Com a pedra, Marcela aprendeu a lição da densidade, das formas imprecisas, irregulares, ásperas, cheias de nuances de cor e relevo; aprendeu também o diálogo da pedra com o vento, esse antípoda incorpóreo de concentrada leveza. Ao longo do volume, encontraremos essas qualidades, minerais e eólicas, incorporadas na modulação da sintaxe, no corte de cada linha, no encadeamento das estrofes, na música pétrea, objetiva e cortante. Porém, sua paleta de cores vai além do granito e do calcário, da ossatura de relâmpagos: encontramos aqui também a delicadeza da flor imprevista, drummondiana, que faz ecoar sua tessitura cromática, concentrada, de frágil beleza.


Capa do livro de poemas Rastro à Deriva

Assim, por exemplo, no poema Partida, que tem epígrafe de Mário de Sá-Carneiro (“Perdi-me dentro de mim / Porque eu era labirinto / E hoje, quando me sinto, / É com saudades de mim”), onde lemos estas linhas: “Assisto ao meu nada / Em suicidar de cores / Ao perder as flores / Na contramão inventada”. É a dimensão existencial, autorreflexiva, que faz contraponto ao desenho da natureza, com a mesma força lírica. Estamos lendo uma autora que domina as notas de seu instrumento.
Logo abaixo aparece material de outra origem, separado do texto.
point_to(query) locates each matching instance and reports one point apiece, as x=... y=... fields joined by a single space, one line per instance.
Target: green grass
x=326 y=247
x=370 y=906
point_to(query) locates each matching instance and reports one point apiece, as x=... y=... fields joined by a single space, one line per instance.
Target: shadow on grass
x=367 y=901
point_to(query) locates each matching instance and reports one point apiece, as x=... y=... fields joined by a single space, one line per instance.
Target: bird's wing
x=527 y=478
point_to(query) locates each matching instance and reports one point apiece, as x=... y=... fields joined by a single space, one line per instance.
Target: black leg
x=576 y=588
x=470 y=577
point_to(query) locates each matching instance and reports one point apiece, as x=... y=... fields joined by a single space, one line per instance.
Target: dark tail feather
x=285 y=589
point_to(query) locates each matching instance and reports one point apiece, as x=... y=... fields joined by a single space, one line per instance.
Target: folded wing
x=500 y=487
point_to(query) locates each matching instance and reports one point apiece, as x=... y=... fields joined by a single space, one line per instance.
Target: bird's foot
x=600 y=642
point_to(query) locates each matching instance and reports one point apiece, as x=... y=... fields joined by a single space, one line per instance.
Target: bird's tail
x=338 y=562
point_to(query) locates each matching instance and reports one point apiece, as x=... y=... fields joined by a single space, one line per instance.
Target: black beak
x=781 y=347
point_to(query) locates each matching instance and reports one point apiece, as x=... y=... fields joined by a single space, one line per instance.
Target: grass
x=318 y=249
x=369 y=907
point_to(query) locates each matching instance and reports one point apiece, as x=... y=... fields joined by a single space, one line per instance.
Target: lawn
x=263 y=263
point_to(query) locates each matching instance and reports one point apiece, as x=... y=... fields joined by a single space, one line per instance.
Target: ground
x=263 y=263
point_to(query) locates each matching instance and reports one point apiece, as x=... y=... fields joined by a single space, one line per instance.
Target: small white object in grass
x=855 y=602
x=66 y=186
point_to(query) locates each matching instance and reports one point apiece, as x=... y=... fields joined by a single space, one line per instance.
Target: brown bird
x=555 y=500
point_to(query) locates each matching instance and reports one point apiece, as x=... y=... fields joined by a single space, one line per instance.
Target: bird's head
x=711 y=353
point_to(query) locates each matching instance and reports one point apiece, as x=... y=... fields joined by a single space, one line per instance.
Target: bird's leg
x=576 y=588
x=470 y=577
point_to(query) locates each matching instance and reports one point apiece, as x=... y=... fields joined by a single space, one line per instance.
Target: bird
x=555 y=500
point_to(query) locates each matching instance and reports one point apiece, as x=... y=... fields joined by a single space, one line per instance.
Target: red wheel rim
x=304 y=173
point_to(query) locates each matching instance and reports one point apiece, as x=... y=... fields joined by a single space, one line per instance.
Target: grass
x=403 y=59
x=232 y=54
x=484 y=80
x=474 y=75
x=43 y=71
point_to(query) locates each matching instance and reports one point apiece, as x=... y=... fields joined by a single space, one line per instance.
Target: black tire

Numa das mais belas peças do livro, Marcela escreve, conciliando o suave e o áspero: “Sou incógnita em teu olhar desconcertante / Suspensa na voz que clama / Invasão obscura do desasossego / No corpo itinerante / Gosto vermelho indecifrado / Pedrarias salivantes / Confundem tua carne / Na minha, mutante”.
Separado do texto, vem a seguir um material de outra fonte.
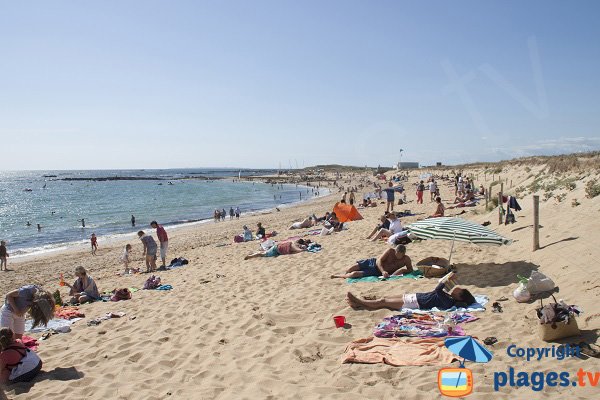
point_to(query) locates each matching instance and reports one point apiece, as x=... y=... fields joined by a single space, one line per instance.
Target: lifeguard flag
x=346 y=212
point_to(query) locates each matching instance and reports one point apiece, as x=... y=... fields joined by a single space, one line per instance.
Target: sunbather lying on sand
x=439 y=211
x=306 y=223
x=283 y=248
x=425 y=301
x=392 y=262
x=395 y=227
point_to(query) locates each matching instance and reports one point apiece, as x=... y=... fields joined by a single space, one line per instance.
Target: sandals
x=588 y=349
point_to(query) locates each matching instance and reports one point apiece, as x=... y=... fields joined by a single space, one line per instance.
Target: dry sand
x=262 y=328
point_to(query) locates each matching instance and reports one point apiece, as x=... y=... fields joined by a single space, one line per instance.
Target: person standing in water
x=163 y=239
x=94 y=241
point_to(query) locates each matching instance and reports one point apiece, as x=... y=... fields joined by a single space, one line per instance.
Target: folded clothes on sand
x=417 y=325
x=57 y=324
x=479 y=305
x=398 y=351
x=68 y=312
x=411 y=275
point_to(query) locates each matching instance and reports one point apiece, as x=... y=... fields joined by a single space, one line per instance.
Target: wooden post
x=536 y=222
x=500 y=207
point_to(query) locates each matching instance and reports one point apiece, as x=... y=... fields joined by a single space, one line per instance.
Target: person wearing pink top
x=163 y=239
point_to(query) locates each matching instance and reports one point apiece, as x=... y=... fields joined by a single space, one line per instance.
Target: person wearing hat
x=247 y=234
x=163 y=239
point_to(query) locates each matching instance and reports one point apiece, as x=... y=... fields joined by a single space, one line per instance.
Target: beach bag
x=521 y=294
x=556 y=329
x=238 y=239
x=267 y=244
x=121 y=294
x=152 y=283
x=28 y=363
x=538 y=283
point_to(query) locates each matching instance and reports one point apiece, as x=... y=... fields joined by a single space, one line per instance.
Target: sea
x=59 y=200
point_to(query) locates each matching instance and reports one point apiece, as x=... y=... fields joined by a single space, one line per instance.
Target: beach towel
x=57 y=324
x=479 y=305
x=411 y=275
x=29 y=342
x=416 y=325
x=398 y=352
x=346 y=212
x=67 y=312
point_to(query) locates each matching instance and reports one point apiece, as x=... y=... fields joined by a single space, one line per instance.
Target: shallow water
x=107 y=206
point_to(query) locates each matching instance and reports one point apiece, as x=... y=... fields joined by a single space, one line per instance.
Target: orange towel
x=398 y=351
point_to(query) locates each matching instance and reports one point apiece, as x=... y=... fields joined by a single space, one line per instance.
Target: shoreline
x=117 y=238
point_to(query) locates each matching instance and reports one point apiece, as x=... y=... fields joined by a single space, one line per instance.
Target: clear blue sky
x=167 y=84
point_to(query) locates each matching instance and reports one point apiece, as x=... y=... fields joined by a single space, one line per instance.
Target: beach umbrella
x=446 y=228
x=468 y=349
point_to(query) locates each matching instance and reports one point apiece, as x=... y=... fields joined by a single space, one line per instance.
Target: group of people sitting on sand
x=17 y=362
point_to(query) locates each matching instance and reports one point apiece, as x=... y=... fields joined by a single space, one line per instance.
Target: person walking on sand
x=164 y=241
x=432 y=189
x=149 y=251
x=94 y=241
x=420 y=190
x=3 y=256
x=389 y=192
x=393 y=262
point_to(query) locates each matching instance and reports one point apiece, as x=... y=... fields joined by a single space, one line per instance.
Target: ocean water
x=106 y=206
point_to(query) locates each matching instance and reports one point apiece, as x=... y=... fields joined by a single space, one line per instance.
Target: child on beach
x=84 y=288
x=126 y=260
x=17 y=362
x=94 y=241
x=3 y=256
x=30 y=298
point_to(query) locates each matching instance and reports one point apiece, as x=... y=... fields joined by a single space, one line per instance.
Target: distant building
x=407 y=165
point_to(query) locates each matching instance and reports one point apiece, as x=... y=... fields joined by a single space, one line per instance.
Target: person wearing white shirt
x=395 y=227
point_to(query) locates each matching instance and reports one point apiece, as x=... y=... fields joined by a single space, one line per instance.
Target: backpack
x=121 y=294
x=152 y=283
x=29 y=361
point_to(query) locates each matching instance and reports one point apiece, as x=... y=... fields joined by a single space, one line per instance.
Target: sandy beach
x=263 y=328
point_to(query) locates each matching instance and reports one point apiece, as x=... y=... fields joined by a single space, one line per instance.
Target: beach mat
x=479 y=305
x=411 y=275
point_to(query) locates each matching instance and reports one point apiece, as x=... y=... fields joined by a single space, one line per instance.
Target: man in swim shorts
x=392 y=262
x=438 y=298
Erotismo, humor, enigmas, paradoxos, sugestões visuais e sonoras atravessam as páginas deste livro (publicado pela Lumme Editor), convidando o leitor disponível a decifrar as várias camadas de sentido de uma poética madura, tecida em pedra e flor.

* Claudio Daniel, poeta, tradutor e ensaísta, é formado em Jornalismo pela Faculdade Cásper Líbero, com mestrado e doutorado em Literatura Portuguesa pela USP, além de pós-doutor em Teoria Literária pela UFMG. É colaborador do Prosa, Poesia e Arte.